Stadt beklagt gravierende Statik-Mängel / Umbau wird teurer

„Das gesamte Alte Rathaus schwimmt“

Untersuchungen haben ergeben, dass die Bausubstanz im Alten Rathaus deutlich maroder ist als erwartet. Daher wird sich der Umbau zum neuen Domizil der KVHS von 1,85 auf 2,5 Millionen Euro verteuern.

Uelzen. Im Alten Rathaus an der Veerßer Straße biegen sich die Balken – und das im wahrsten Sinne des Wortes. Denn die Untersuchung des denkmalgeschützten Gebäudes durch Fachingenieure, Denkmalpfleger, Planer und Statiker hat erhebliche Mängel in der Bausubstanz zutage gefördert, mit denen die Stadt vorher nicht gerechnet hat.

Und das hat Folgen: Nach Auskunft der Stadt werden sich die Kosten für den Umbau des Alten Rathauses zum neuen Domizil der Kreisvolkshochschule (KVHS) deutlich erhöhen.

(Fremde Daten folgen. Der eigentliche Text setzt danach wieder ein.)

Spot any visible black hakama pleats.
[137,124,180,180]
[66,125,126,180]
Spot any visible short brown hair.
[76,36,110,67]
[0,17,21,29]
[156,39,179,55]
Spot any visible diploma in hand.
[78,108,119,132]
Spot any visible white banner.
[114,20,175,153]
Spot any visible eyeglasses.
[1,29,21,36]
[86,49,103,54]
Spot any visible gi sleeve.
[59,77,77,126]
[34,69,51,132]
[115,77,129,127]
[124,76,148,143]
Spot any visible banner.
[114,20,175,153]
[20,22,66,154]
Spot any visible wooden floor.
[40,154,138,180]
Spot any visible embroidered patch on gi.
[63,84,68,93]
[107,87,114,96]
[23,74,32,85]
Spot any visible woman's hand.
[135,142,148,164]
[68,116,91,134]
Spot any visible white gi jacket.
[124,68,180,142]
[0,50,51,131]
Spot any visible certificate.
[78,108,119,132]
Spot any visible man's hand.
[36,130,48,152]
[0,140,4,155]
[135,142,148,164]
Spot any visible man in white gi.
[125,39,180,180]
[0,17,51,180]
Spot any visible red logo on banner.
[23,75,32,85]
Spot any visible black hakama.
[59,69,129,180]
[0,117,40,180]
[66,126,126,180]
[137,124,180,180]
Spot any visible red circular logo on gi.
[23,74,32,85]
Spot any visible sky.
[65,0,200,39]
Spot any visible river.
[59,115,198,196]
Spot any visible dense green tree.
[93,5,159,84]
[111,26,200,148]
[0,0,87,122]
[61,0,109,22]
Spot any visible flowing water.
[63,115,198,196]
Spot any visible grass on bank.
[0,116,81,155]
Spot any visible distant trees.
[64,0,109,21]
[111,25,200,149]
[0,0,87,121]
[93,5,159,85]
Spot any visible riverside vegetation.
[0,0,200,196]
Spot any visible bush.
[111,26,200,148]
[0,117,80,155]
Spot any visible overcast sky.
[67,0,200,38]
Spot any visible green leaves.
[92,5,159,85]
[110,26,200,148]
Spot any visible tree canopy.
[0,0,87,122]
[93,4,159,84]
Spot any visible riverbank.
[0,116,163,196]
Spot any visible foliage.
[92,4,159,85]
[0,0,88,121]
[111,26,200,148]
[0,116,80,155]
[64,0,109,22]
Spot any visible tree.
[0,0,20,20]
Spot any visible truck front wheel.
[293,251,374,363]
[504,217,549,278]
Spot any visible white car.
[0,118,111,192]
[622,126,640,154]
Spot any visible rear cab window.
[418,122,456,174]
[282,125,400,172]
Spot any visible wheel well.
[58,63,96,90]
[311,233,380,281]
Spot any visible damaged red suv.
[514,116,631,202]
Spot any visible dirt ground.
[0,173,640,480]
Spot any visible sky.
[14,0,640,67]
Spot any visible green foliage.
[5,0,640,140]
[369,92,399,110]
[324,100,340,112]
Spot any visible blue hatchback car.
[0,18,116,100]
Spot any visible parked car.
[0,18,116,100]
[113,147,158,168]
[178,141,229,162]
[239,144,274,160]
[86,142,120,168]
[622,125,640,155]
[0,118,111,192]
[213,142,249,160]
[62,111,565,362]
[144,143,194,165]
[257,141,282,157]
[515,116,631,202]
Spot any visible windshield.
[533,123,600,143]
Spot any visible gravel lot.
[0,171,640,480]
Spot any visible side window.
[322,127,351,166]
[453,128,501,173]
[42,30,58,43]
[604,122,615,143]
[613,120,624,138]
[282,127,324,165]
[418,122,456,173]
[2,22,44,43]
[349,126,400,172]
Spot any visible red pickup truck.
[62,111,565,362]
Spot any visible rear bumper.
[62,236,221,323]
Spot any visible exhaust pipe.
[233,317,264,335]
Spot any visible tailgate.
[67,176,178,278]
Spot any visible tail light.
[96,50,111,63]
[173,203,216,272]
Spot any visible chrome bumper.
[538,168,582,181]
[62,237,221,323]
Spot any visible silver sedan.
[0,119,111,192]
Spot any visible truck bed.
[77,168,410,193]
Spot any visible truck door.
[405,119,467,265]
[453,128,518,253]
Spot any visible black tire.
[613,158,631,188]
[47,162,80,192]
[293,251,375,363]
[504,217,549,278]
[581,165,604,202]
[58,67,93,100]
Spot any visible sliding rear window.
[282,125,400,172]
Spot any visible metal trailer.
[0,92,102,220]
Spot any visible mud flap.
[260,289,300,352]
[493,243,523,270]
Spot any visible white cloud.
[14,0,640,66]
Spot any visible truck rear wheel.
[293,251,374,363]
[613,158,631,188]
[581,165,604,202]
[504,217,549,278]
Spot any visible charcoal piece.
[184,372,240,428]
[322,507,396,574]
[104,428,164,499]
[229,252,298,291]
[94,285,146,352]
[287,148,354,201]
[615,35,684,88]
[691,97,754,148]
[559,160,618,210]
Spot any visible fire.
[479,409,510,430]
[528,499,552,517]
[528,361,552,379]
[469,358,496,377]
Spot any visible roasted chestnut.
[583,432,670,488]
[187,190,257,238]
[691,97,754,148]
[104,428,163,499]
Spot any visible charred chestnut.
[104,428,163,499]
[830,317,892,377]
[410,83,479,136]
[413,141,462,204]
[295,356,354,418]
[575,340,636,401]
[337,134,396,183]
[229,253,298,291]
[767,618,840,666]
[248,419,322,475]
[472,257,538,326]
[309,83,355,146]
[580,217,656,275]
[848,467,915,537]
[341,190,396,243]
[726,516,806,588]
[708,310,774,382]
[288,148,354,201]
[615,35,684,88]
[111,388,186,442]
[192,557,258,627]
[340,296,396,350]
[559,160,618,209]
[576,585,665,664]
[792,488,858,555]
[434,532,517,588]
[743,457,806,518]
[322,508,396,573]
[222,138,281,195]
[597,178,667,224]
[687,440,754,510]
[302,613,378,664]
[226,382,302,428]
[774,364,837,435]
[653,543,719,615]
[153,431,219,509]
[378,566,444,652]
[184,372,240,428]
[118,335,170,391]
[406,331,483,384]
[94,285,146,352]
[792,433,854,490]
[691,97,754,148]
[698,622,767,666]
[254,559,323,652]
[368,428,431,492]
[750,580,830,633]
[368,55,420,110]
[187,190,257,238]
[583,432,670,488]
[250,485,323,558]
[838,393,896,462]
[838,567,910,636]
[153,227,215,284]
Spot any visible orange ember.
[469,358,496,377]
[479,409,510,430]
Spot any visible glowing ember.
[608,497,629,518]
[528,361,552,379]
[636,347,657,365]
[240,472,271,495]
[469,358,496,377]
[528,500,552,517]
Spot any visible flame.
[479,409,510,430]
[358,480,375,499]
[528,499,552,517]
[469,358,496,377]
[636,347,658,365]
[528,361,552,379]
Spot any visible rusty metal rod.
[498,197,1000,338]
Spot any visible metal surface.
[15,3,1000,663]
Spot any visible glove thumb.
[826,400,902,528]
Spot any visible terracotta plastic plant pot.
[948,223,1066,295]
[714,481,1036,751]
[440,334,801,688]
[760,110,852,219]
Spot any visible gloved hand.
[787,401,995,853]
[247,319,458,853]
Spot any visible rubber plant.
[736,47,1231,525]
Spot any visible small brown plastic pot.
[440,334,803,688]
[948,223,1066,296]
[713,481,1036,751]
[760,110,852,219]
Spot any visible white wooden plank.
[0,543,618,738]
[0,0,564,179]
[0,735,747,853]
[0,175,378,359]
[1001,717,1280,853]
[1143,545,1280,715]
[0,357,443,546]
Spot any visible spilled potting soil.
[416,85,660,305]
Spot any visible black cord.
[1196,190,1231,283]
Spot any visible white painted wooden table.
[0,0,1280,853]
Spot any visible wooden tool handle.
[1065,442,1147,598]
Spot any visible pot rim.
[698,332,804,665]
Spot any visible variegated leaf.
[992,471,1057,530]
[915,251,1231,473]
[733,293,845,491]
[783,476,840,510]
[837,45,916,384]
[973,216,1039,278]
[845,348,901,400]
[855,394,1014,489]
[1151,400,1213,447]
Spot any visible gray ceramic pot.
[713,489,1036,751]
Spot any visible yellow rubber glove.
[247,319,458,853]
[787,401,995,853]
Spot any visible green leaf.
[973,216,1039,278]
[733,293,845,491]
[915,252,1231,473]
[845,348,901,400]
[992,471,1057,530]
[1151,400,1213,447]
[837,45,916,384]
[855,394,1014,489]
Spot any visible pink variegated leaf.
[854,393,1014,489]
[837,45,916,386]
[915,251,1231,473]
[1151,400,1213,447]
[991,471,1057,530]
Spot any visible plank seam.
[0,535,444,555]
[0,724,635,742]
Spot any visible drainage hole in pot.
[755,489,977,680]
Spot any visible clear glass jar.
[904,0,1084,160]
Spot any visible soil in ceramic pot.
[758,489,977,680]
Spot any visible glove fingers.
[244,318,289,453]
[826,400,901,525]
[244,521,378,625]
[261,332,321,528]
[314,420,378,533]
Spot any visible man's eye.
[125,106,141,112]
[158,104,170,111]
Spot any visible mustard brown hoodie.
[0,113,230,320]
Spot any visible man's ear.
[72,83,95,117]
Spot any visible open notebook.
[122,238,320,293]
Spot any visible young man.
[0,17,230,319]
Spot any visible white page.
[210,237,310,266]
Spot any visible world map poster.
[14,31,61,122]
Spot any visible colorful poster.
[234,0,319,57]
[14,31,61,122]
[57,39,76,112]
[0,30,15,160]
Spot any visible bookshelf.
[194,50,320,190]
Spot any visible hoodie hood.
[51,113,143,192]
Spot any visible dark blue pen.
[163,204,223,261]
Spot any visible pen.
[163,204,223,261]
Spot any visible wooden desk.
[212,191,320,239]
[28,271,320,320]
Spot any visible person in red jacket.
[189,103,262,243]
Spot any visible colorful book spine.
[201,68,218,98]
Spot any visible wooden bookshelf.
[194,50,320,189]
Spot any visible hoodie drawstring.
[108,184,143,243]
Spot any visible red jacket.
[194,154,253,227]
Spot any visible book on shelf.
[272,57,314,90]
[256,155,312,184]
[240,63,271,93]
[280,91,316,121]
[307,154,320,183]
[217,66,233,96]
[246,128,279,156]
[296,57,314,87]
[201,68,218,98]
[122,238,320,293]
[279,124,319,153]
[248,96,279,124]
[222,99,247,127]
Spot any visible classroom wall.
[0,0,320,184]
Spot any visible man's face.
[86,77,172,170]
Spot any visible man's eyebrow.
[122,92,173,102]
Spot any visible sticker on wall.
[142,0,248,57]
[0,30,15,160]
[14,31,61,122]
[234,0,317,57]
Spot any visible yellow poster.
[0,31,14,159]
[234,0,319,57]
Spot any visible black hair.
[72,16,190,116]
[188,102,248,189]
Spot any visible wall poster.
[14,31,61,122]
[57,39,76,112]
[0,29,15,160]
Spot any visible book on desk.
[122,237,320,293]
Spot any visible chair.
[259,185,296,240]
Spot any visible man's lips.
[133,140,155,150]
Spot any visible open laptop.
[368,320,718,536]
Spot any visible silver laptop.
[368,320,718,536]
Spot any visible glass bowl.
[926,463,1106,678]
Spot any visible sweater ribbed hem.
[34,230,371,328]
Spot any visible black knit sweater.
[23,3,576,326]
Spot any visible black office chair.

Mit Ausgaben von rund 1,85 Millionen Euro hatte die Verwaltung ursprünglich gerechnet, nun geht sie von 2,5 Millionen Euro aus. 75 Prozent dieser Summe sollen mit Ziel-1-Fördermitteln der EU finanziert werden. Zugleich wird sich der Einzug der KVHS um voraussichtlich zwei Monate verzögern. Als neuen Termin peilt die Stadt nun den 1. Juli 2012 an.

„Die Verkleidungen, Aus- und Umbauten mit einhergehenden Nutzungsveränderungen im über 650 Jahre alten Bauwerk haben unerwartet gravierende Schäden verdeckt“, sagt Stadt-Pressesprecherin Ute Krüger. Diese Mängel seien erst deutlich geworden, nachdem alle Fundamente, tragenden Bauteile und Balken freigelegt worden waren.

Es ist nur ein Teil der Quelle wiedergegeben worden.